MUNDO DA BOLA
PUBLICAÇÃO
terça-feira, 04 de julho de 2006
Gilmar Agassi 
Tragédia alemã
A derrota da seleção da Alemanha foi traumática para jogadores e torcedores. Perder no final do jogo é muito dolorido. Por tudo que mostraram, os alemães não mereciam ser eliminados. Depois do jogo contra a Argentina, acreditava que os alemães eram favoritos ao título. Mas do outro lado estava uma equipe guerreira, que jogou com muito brio e vontade.
Medo do pênaltis
Durante os 30 minutos da prorrogação, a seleção italiana lutou muito para evitar os pênaltis. Afinal, em três Mundias seguidos 90, 94 e 98 , os italianos foram eliminados nos pênaltis. Nos últimos minutos, a Itália fez dois belos gols. Independente do outro finalista, a Itália mostrou que pode conquistar seu quarto título.
Vontade de vencer
A seleção portuguesa não tem mais nada a provar na Copa do Mundo. O que vier a partir de agora é lucro. Nos cinco jogos disputados, os portugueses demonstraram ter uma seleção muito aplicada. A vontade de vencer e fazer história sempre esteve presente no semblante de cada jogar português. Quem conhece Felipão, sabe que esse é seu maior mérito. Ele consegue motivar seus jogadores, que, mesmo nos momentos de dificuldades, continuam a acreditar que podem ir um pouco mais longe. Sinceramente, não tenho palpite para o jogo entre Portugal e França. Mas, tenho uma única certeza: os portugueses não vão deixar de correr e lutar um único minuto.
Verdadeira união
Um detalhe me chamou atenção na seleção portuguesa. Os jogadores, realmente, demonstram viver em família. Eles parecem ser muitos apegados um ao outro. Até mesmo o zagueiro Jorge Andrade, do Deportivo La CoruÀa, que lesionado não pôde disputar a Copa do Mundo, está concentrado junto com a seleção.
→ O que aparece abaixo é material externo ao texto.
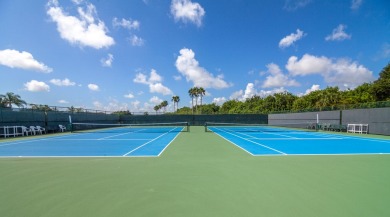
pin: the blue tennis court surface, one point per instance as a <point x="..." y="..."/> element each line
<point x="100" y="144"/>
<point x="270" y="142"/>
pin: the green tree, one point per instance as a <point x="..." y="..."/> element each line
<point x="10" y="99"/>
<point x="382" y="85"/>
<point x="176" y="100"/>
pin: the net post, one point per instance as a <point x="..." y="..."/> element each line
<point x="70" y="124"/>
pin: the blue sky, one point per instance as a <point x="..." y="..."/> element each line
<point x="131" y="55"/>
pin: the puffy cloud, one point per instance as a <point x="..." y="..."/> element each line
<point x="155" y="100"/>
<point x="355" y="4"/>
<point x="93" y="87"/>
<point x="36" y="86"/>
<point x="107" y="62"/>
<point x="154" y="82"/>
<point x="62" y="101"/>
<point x="308" y="65"/>
<point x="189" y="67"/>
<point x="340" y="72"/>
<point x="314" y="87"/>
<point x="292" y="5"/>
<point x="127" y="24"/>
<point x="84" y="30"/>
<point x="22" y="60"/>
<point x="291" y="39"/>
<point x="250" y="91"/>
<point x="65" y="82"/>
<point x="187" y="11"/>
<point x="160" y="88"/>
<point x="277" y="78"/>
<point x="129" y="96"/>
<point x="219" y="100"/>
<point x="136" y="41"/>
<point x="338" y="34"/>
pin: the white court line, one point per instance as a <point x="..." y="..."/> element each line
<point x="270" y="133"/>
<point x="120" y="134"/>
<point x="330" y="138"/>
<point x="148" y="142"/>
<point x="168" y="145"/>
<point x="255" y="142"/>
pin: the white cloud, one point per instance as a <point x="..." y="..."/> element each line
<point x="107" y="62"/>
<point x="160" y="88"/>
<point x="154" y="82"/>
<point x="189" y="67"/>
<point x="308" y="65"/>
<point x="36" y="86"/>
<point x="154" y="77"/>
<point x="155" y="100"/>
<point x="65" y="82"/>
<point x="136" y="41"/>
<point x="127" y="24"/>
<point x="277" y="78"/>
<point x="340" y="72"/>
<point x="291" y="39"/>
<point x="84" y="30"/>
<point x="314" y="87"/>
<point x="187" y="11"/>
<point x="93" y="87"/>
<point x="355" y="4"/>
<point x="129" y="96"/>
<point x="292" y="5"/>
<point x="22" y="60"/>
<point x="177" y="77"/>
<point x="62" y="101"/>
<point x="219" y="100"/>
<point x="338" y="34"/>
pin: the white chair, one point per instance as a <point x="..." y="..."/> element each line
<point x="33" y="130"/>
<point x="62" y="128"/>
<point x="41" y="129"/>
<point x="26" y="131"/>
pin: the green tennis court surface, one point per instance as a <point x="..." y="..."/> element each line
<point x="199" y="174"/>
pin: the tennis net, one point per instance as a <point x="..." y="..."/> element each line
<point x="130" y="128"/>
<point x="242" y="127"/>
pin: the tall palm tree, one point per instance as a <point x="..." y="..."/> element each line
<point x="192" y="93"/>
<point x="10" y="98"/>
<point x="156" y="108"/>
<point x="175" y="100"/>
<point x="164" y="104"/>
<point x="201" y="92"/>
<point x="2" y="104"/>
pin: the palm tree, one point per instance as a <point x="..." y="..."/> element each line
<point x="193" y="94"/>
<point x="2" y="103"/>
<point x="10" y="98"/>
<point x="156" y="108"/>
<point x="201" y="92"/>
<point x="176" y="100"/>
<point x="164" y="104"/>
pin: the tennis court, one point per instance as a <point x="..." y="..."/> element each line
<point x="98" y="140"/>
<point x="270" y="141"/>
<point x="199" y="174"/>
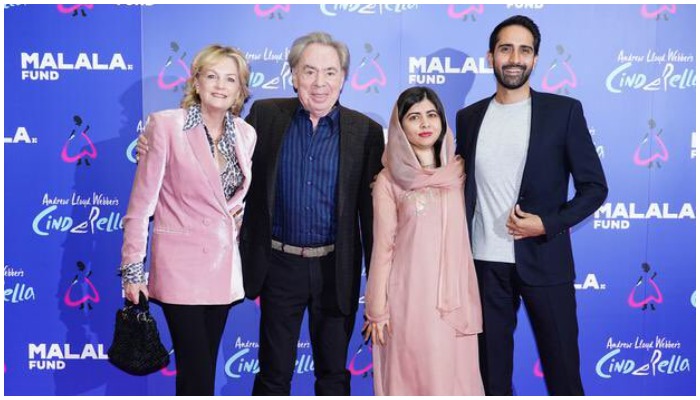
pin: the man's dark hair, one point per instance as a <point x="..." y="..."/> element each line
<point x="521" y="20"/>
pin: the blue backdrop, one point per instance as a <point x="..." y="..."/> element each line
<point x="81" y="79"/>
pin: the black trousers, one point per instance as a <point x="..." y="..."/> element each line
<point x="552" y="313"/>
<point x="292" y="285"/>
<point x="196" y="332"/>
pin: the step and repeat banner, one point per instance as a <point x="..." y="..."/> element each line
<point x="81" y="79"/>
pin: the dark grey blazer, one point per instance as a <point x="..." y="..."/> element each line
<point x="361" y="148"/>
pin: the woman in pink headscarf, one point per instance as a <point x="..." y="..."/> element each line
<point x="422" y="300"/>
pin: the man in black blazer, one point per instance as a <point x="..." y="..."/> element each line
<point x="520" y="149"/>
<point x="308" y="218"/>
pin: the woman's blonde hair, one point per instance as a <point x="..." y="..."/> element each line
<point x="209" y="56"/>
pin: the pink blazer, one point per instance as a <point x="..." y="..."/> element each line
<point x="194" y="246"/>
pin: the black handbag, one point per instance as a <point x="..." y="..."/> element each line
<point x="136" y="347"/>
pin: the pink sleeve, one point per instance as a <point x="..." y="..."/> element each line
<point x="144" y="193"/>
<point x="385" y="222"/>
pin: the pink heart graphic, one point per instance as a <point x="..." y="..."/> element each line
<point x="474" y="8"/>
<point x="169" y="85"/>
<point x="662" y="155"/>
<point x="264" y="13"/>
<point x="381" y="81"/>
<point x="62" y="8"/>
<point x="572" y="83"/>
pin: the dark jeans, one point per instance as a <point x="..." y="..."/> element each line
<point x="196" y="332"/>
<point x="292" y="285"/>
<point x="552" y="313"/>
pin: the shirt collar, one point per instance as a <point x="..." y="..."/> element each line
<point x="333" y="115"/>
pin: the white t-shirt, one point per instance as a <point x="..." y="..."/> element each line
<point x="501" y="150"/>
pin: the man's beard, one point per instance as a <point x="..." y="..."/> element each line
<point x="512" y="82"/>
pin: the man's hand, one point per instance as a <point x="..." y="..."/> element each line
<point x="523" y="225"/>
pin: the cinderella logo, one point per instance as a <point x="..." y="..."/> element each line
<point x="651" y="292"/>
<point x="657" y="149"/>
<point x="369" y="75"/>
<point x="79" y="146"/>
<point x="86" y="291"/>
<point x="271" y="10"/>
<point x="73" y="9"/>
<point x="179" y="69"/>
<point x="657" y="11"/>
<point x="464" y="11"/>
<point x="361" y="362"/>
<point x="560" y="76"/>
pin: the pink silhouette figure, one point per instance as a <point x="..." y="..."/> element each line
<point x="361" y="355"/>
<point x="182" y="76"/>
<point x="270" y="11"/>
<point x="537" y="369"/>
<point x="569" y="81"/>
<point x="88" y="149"/>
<point x="663" y="9"/>
<point x="66" y="9"/>
<point x="660" y="152"/>
<point x="168" y="372"/>
<point x="91" y="295"/>
<point x="376" y="73"/>
<point x="468" y="11"/>
<point x="656" y="297"/>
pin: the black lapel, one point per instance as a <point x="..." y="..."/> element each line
<point x="346" y="157"/>
<point x="278" y="128"/>
<point x="535" y="130"/>
<point x="475" y="127"/>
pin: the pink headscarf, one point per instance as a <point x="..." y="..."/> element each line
<point x="455" y="263"/>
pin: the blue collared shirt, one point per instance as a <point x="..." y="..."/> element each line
<point x="307" y="180"/>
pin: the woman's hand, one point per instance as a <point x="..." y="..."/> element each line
<point x="141" y="147"/>
<point x="380" y="332"/>
<point x="131" y="290"/>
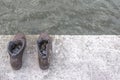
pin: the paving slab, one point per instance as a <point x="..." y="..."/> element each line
<point x="74" y="57"/>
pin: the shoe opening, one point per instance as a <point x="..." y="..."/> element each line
<point x="14" y="47"/>
<point x="42" y="47"/>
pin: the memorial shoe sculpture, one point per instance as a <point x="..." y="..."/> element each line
<point x="15" y="49"/>
<point x="44" y="45"/>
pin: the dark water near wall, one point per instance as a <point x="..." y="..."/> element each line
<point x="60" y="16"/>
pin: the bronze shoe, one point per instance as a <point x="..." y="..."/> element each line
<point x="15" y="49"/>
<point x="44" y="49"/>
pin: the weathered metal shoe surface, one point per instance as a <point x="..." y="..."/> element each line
<point x="15" y="49"/>
<point x="44" y="50"/>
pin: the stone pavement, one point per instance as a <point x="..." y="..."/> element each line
<point x="74" y="57"/>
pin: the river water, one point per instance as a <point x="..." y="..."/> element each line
<point x="71" y="17"/>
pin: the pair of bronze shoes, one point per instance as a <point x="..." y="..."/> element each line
<point x="17" y="45"/>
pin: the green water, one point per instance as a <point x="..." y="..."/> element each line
<point x="60" y="16"/>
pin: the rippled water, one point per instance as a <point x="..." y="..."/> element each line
<point x="60" y="16"/>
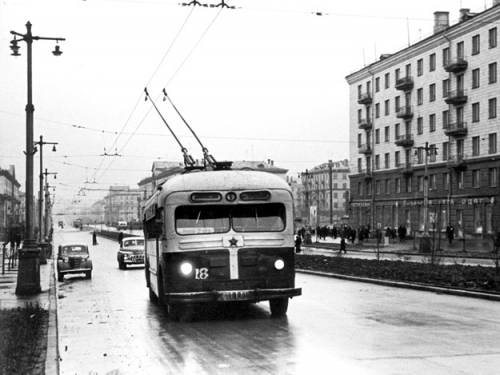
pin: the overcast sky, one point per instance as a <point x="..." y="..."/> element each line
<point x="263" y="81"/>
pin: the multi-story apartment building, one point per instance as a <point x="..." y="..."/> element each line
<point x="424" y="121"/>
<point x="325" y="189"/>
<point x="122" y="204"/>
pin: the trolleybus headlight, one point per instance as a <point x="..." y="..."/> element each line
<point x="279" y="264"/>
<point x="186" y="268"/>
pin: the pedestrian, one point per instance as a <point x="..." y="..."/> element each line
<point x="342" y="246"/>
<point x="450" y="232"/>
<point x="298" y="242"/>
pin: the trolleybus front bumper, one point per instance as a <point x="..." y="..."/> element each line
<point x="254" y="295"/>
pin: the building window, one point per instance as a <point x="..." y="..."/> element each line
<point x="420" y="96"/>
<point x="460" y="50"/>
<point x="446" y="88"/>
<point x="492" y="143"/>
<point x="446" y="181"/>
<point x="432" y="62"/>
<point x="446" y="151"/>
<point x="408" y="184"/>
<point x="420" y="181"/>
<point x="475" y="112"/>
<point x="492" y="108"/>
<point x="476" y="44"/>
<point x="475" y="78"/>
<point x="420" y="155"/>
<point x="460" y="179"/>
<point x="492" y="72"/>
<point x="460" y="147"/>
<point x="492" y="177"/>
<point x="476" y="146"/>
<point x="446" y="119"/>
<point x="478" y="224"/>
<point x="432" y="182"/>
<point x="432" y="92"/>
<point x="492" y="37"/>
<point x="432" y="123"/>
<point x="476" y="178"/>
<point x="446" y="56"/>
<point x="420" y="125"/>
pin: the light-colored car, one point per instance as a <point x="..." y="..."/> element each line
<point x="73" y="258"/>
<point x="131" y="252"/>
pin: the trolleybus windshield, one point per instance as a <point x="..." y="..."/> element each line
<point x="220" y="219"/>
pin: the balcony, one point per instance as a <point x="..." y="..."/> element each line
<point x="365" y="149"/>
<point x="458" y="129"/>
<point x="459" y="162"/>
<point x="457" y="97"/>
<point x="365" y="99"/>
<point x="406" y="168"/>
<point x="405" y="112"/>
<point x="404" y="84"/>
<point x="457" y="65"/>
<point x="365" y="124"/>
<point x="405" y="140"/>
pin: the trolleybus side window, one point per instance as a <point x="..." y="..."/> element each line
<point x="153" y="228"/>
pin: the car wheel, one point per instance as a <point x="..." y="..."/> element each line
<point x="278" y="306"/>
<point x="153" y="297"/>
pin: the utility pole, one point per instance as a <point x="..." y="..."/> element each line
<point x="28" y="277"/>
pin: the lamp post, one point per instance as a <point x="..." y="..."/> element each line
<point x="42" y="230"/>
<point x="28" y="277"/>
<point x="425" y="240"/>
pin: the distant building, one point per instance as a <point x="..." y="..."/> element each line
<point x="325" y="189"/>
<point x="10" y="202"/>
<point x="122" y="204"/>
<point x="425" y="120"/>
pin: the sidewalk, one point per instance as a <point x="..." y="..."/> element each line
<point x="473" y="248"/>
<point x="47" y="299"/>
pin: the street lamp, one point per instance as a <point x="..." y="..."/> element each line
<point x="425" y="240"/>
<point x="28" y="277"/>
<point x="42" y="230"/>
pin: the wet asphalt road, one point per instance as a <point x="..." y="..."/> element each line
<point x="108" y="326"/>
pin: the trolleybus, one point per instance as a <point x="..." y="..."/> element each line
<point x="220" y="237"/>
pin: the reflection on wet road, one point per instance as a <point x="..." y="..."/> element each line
<point x="108" y="326"/>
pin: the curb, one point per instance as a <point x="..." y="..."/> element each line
<point x="52" y="356"/>
<point x="399" y="284"/>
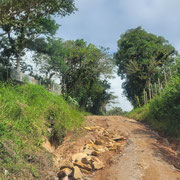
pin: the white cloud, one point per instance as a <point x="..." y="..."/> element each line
<point x="103" y="21"/>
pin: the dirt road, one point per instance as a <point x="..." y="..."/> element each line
<point x="146" y="156"/>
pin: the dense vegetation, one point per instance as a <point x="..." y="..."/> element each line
<point x="141" y="58"/>
<point x="29" y="114"/>
<point x="163" y="111"/>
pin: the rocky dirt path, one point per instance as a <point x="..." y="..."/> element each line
<point x="141" y="154"/>
<point x="146" y="156"/>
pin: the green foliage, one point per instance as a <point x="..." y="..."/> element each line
<point x="141" y="58"/>
<point x="28" y="114"/>
<point x="23" y="21"/>
<point x="116" y="111"/>
<point x="83" y="79"/>
<point x="163" y="112"/>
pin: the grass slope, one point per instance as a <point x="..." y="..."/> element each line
<point x="27" y="114"/>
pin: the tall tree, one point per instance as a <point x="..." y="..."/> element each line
<point x="140" y="58"/>
<point x="22" y="21"/>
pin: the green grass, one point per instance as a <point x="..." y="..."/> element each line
<point x="163" y="112"/>
<point x="29" y="113"/>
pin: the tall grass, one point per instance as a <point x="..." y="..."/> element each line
<point x="163" y="112"/>
<point x="29" y="113"/>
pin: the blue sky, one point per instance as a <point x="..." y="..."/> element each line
<point x="103" y="21"/>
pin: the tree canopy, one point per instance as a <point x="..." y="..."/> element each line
<point x="23" y="21"/>
<point x="140" y="58"/>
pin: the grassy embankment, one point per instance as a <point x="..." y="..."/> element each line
<point x="163" y="112"/>
<point x="28" y="114"/>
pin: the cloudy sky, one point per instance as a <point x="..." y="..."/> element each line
<point x="103" y="21"/>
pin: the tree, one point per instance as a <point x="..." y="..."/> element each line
<point x="49" y="57"/>
<point x="116" y="111"/>
<point x="140" y="58"/>
<point x="22" y="21"/>
<point x="86" y="65"/>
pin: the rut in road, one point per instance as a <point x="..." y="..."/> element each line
<point x="147" y="156"/>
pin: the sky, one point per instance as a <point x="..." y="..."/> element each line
<point x="101" y="22"/>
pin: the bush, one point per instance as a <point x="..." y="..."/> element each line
<point x="28" y="114"/>
<point x="163" y="112"/>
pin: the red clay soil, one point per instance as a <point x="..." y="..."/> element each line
<point x="146" y="155"/>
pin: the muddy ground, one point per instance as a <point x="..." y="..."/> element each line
<point x="146" y="155"/>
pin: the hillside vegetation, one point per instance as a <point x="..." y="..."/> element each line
<point x="28" y="115"/>
<point x="163" y="112"/>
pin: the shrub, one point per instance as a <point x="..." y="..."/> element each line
<point x="28" y="114"/>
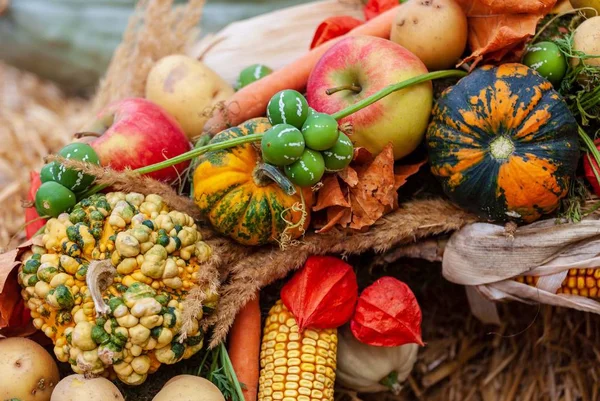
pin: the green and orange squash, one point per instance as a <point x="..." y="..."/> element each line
<point x="242" y="197"/>
<point x="503" y="144"/>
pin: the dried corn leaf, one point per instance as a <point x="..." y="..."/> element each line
<point x="483" y="256"/>
<point x="359" y="195"/>
<point x="499" y="29"/>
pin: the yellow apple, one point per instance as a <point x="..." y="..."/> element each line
<point x="369" y="64"/>
<point x="187" y="89"/>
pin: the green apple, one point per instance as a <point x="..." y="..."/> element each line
<point x="369" y="64"/>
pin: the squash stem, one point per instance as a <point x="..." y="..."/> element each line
<point x="591" y="146"/>
<point x="263" y="170"/>
<point x="396" y="87"/>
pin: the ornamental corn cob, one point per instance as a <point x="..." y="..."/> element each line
<point x="296" y="366"/>
<point x="583" y="282"/>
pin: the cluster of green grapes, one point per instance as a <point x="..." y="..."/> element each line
<point x="302" y="141"/>
<point x="61" y="185"/>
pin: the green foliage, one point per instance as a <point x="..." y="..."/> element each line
<point x="216" y="367"/>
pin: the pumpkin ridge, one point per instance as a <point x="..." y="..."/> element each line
<point x="229" y="209"/>
<point x="254" y="224"/>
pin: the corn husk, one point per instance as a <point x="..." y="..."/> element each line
<point x="487" y="259"/>
<point x="274" y="39"/>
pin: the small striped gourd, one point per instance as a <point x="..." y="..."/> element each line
<point x="239" y="200"/>
<point x="503" y="144"/>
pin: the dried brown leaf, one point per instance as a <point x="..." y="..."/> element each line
<point x="359" y="195"/>
<point x="499" y="29"/>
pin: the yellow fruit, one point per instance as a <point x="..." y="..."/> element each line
<point x="187" y="90"/>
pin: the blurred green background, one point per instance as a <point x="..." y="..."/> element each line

Esse espírito de amizade e companheirismo é fundamental nas grandes conquistas do esporte.
Individualismo x conjunto
Para vencer a seleção portuguesa, os franceses terão que jogar no mesmo nível que enfrentaram o Brasil. Como disse o zagueiro Thuram, o jogo de hoje será ainda mais difícil. Por um único detalhe: os portugueses marcam como poucos. A França terá mais dificuldades para armar suas jogadas ofensivas. O craque Zidane, certamente, não terá muitos espaços. O volante Costinha deve marcá-lo por todo campo. Individualmente, os franceses são melhores, mas no futebol o conjunto pode ser decisivo.
Falha minha
Por confiar muito na memória acabei cometendo um erro de informação na coluna de ontem, quando escrevi que somente duas vezes uma seleção de outro continente chegou a uma decisão em Copas disputadas na Europa. Por um lapso, esqueci que em 1998 a seleção brasileira disputou e perdeu a final para os franceses, que jogavam em casa. Acho que a eliminação de sábado afetou meus conhecimentos sobre futebol. Desculpem-me.